Governance issues at centre of dispute between SFAI and Dublin schoolboys’ and girls’ league

Elite under-14 squads from DDSL not allowed to compete at Gaynor and Kennedy cups due to league’s refusal to pay affiliation fees

The DDSL is the biggest youth league in the country, facilitating almost 50,000 children

The FAI has yet to implement recommendations included in an independent report from 2022 by the Institute of Public Administration (IPA) that said the governance structures of the Schoolboys/girls Football Association of Ireland (SFAI) are “not fit for purpose”. The FAI funded the IPA report.

The association hopes that Marc Canham’s player pathways plan, if implemented in full, would address much of what Canham calls the “inconsistent approach to underage football” in Ireland.

In the meantime, senior members of the association will meet the SFAI leadership on Monday to try to resolve an ongoing dispute between the Schoolboys’ board and the Dublin and District Schoolboys/Girls’ League (DDSL).

The DDSL is the biggest youth league in the country, facilitating almost 50,000 children, but last week its director of football Barry Ferguson informed the elite under-14 squads that they would not be attending the Gaynor and Kennedy cups in Limerick next month.


The dispute centres around the DDSL refusing to pay affiliation fees for the past three years, citing a lack of representation in SFAI governance structures.

Parents of DDSL players contacted The Irish Times last week to express their disappointment, following seven months of weekly trials and sessions at FAI headquarters in Abbotstown to prepare them for the Gaynor and Kennedy competitions.

“I don’t care if my daughter goes to Gaynor or makes the DDSL squad, but I want these men – and the dispute at administrative level is between men – to treat her fairly,” said one parent who asked to remain anonymous. “It’s fallen apart at the seams, there is no joined-up thinking here. This is the very age that girls drop out of sport, as they have their studies with the Junior Cert.”
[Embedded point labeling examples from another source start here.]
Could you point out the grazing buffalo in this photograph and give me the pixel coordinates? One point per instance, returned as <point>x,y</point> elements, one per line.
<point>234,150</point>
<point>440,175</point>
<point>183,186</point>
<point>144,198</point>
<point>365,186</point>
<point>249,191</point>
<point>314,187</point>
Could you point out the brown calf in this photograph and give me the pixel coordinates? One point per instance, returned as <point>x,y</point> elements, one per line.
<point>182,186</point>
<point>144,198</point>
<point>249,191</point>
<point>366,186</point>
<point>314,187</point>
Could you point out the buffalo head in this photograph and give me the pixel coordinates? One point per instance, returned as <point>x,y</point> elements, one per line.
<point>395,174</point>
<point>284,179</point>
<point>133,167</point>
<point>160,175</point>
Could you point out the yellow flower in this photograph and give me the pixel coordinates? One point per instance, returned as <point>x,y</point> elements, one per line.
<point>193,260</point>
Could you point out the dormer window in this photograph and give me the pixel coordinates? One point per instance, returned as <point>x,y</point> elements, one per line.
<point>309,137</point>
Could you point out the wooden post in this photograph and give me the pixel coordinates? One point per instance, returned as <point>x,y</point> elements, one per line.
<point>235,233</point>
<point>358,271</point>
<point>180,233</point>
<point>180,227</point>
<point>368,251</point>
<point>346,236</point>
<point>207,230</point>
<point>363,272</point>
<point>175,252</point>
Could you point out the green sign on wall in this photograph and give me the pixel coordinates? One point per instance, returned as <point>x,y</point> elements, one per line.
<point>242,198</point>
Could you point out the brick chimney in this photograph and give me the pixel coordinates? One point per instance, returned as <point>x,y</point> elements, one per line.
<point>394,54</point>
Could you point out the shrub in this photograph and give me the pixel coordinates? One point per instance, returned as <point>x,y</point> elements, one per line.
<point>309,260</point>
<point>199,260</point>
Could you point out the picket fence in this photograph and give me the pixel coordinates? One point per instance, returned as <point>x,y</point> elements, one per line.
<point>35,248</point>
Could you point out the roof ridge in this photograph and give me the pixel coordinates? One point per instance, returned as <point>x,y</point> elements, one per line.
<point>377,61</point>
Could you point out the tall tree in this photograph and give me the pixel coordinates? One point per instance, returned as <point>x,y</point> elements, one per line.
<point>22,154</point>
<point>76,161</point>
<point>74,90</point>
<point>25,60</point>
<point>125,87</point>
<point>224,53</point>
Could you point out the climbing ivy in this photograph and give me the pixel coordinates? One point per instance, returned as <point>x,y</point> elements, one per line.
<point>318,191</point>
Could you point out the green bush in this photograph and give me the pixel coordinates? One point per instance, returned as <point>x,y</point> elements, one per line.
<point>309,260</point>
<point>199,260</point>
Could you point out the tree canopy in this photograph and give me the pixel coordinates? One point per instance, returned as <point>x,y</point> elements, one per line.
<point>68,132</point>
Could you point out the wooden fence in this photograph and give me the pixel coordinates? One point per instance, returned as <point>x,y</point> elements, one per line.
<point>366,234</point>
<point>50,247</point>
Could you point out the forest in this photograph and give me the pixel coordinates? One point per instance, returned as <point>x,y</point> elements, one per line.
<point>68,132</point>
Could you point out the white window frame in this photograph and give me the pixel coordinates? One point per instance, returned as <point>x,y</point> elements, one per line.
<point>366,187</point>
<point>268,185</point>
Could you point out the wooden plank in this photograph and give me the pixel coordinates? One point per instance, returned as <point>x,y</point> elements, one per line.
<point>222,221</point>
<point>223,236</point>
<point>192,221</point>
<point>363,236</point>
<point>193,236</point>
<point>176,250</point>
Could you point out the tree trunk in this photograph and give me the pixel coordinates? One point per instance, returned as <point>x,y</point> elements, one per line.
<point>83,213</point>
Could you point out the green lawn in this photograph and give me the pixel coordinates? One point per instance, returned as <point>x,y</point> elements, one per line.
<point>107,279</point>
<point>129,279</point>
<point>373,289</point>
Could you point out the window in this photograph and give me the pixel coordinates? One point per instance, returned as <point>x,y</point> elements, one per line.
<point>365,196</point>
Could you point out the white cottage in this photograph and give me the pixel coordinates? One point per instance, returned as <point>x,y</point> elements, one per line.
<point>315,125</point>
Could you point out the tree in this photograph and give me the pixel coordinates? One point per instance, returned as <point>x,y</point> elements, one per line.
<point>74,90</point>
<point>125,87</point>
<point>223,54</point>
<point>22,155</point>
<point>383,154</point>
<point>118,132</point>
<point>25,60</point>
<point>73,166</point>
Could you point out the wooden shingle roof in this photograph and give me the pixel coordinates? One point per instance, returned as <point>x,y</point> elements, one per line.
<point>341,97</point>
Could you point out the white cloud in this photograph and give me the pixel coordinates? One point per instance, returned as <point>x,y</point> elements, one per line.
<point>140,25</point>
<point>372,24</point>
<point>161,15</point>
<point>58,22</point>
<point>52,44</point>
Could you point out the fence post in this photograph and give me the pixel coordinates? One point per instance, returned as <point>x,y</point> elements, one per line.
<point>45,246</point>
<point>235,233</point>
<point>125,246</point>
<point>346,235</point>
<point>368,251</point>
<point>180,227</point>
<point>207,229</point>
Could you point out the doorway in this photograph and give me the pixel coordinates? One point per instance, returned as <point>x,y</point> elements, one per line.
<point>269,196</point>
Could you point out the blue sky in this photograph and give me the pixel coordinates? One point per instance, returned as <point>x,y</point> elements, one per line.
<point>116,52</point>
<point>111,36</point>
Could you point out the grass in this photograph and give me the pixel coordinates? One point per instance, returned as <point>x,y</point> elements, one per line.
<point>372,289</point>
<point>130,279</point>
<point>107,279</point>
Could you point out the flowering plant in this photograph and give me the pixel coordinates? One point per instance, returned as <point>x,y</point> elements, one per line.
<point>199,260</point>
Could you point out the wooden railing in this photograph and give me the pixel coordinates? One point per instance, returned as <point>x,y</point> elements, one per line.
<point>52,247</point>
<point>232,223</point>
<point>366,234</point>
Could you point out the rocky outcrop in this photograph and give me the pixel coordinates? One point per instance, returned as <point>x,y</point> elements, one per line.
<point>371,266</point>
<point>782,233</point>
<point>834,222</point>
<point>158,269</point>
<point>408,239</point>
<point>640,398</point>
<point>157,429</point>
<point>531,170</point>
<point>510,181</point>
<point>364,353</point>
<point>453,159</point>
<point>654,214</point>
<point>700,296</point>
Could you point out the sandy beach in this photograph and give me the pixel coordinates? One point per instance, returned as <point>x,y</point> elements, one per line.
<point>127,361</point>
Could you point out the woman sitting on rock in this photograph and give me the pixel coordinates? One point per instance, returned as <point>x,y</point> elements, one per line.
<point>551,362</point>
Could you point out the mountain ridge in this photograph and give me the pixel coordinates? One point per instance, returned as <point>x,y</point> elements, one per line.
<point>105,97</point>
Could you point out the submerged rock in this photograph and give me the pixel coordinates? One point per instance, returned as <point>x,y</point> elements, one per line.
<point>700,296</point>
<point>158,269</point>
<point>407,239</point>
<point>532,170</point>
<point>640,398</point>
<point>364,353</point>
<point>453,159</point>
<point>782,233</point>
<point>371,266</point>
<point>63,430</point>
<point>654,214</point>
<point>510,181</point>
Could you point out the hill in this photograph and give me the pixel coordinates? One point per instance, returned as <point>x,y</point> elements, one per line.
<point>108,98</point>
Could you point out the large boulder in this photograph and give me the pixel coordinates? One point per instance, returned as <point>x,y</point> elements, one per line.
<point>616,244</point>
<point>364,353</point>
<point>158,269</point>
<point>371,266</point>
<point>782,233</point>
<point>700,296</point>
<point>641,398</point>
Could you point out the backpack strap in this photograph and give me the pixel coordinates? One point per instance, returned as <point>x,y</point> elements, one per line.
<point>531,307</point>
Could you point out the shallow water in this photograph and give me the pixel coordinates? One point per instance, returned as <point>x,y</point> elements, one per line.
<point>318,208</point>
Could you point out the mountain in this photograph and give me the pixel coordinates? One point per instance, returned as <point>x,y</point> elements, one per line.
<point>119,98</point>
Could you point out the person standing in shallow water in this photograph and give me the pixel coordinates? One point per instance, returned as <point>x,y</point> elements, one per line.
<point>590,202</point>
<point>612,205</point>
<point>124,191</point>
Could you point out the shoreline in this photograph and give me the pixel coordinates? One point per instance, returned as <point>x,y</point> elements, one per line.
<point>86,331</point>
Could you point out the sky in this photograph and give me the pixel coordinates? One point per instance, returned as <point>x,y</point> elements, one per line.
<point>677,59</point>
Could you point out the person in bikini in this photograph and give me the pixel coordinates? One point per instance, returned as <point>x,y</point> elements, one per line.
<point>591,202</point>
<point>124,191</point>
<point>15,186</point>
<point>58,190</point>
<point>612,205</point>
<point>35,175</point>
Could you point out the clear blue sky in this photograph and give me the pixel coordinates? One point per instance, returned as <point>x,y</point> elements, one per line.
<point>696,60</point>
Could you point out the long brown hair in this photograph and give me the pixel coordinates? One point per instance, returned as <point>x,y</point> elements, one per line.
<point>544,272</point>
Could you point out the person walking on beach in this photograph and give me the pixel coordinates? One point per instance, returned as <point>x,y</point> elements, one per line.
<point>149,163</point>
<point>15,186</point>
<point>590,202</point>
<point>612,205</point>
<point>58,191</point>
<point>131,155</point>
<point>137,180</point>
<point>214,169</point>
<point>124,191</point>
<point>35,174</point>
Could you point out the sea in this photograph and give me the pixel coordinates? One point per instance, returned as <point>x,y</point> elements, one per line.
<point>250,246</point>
In 2022 the FAI commissioned the IPA to conduct a governance review of the SFAI. After 17 people directly involved in Irish football were interviewed, including former FAI chief executive Jonathan Hill and current board members Tom Browne and Ursula Scully, 11 recommendations were presented to the FAI and the SFAI to ensure good governance. Browne is the SFAI representative on the FAI board.

The IPA report states that most interviewees agreed the SFAI rule book was “not fit for purpose”.

“The apparent lack of a strategic plan raises serious concerns about direction, control and longer-term purpose of the SFAI,” read the report.

Under the topic of “culture” the report added that the “tone and climate” at SFAI meetings occasionally led to “adversarial engagement on topics and a possible sense of some contributors seeking to dominate proceedings”.

FAI intervenes in stand-off between underage soccer leaguesOpens in new window ]

Under the headline “Girls” the report said that “the role of schoolgirls’' teams and leagues needs to be formally recognised within the [SFAI] rule book,” adding that “schoolgirls football should be an integral part of the purpose, vision and strategic priorities of the SFAI to embed a greater culture of equality and inclusivity”.

“The need to urgently commence a process to agree on a strategic plan for the SFAI, which aligns with the FAI 2022-2025 strategy, is a key recommendation of this review.”

The SFAI and the FAI were both approached for comment.

Meanwhile, Siptu members in the FAI will attend the Workplace Relations Commission (WRC) on Friday as they seek to resolve their pay dispute with the association.

“The staff of the FAI have experienced many issues in recent years but the right to collectively bargain with our employer should not be one of them,” said Paul Keogh, the Siptu shop steward at the FAI.

“The FAI has negotiated collectively with referees, the Professional Footballers’ Association of Ireland and the women of the senior national team, so what the staff are simply asking for is equal treatment. What we have proposed in terms of pay rises reflects the financial situation of the association of which we are very conscious.”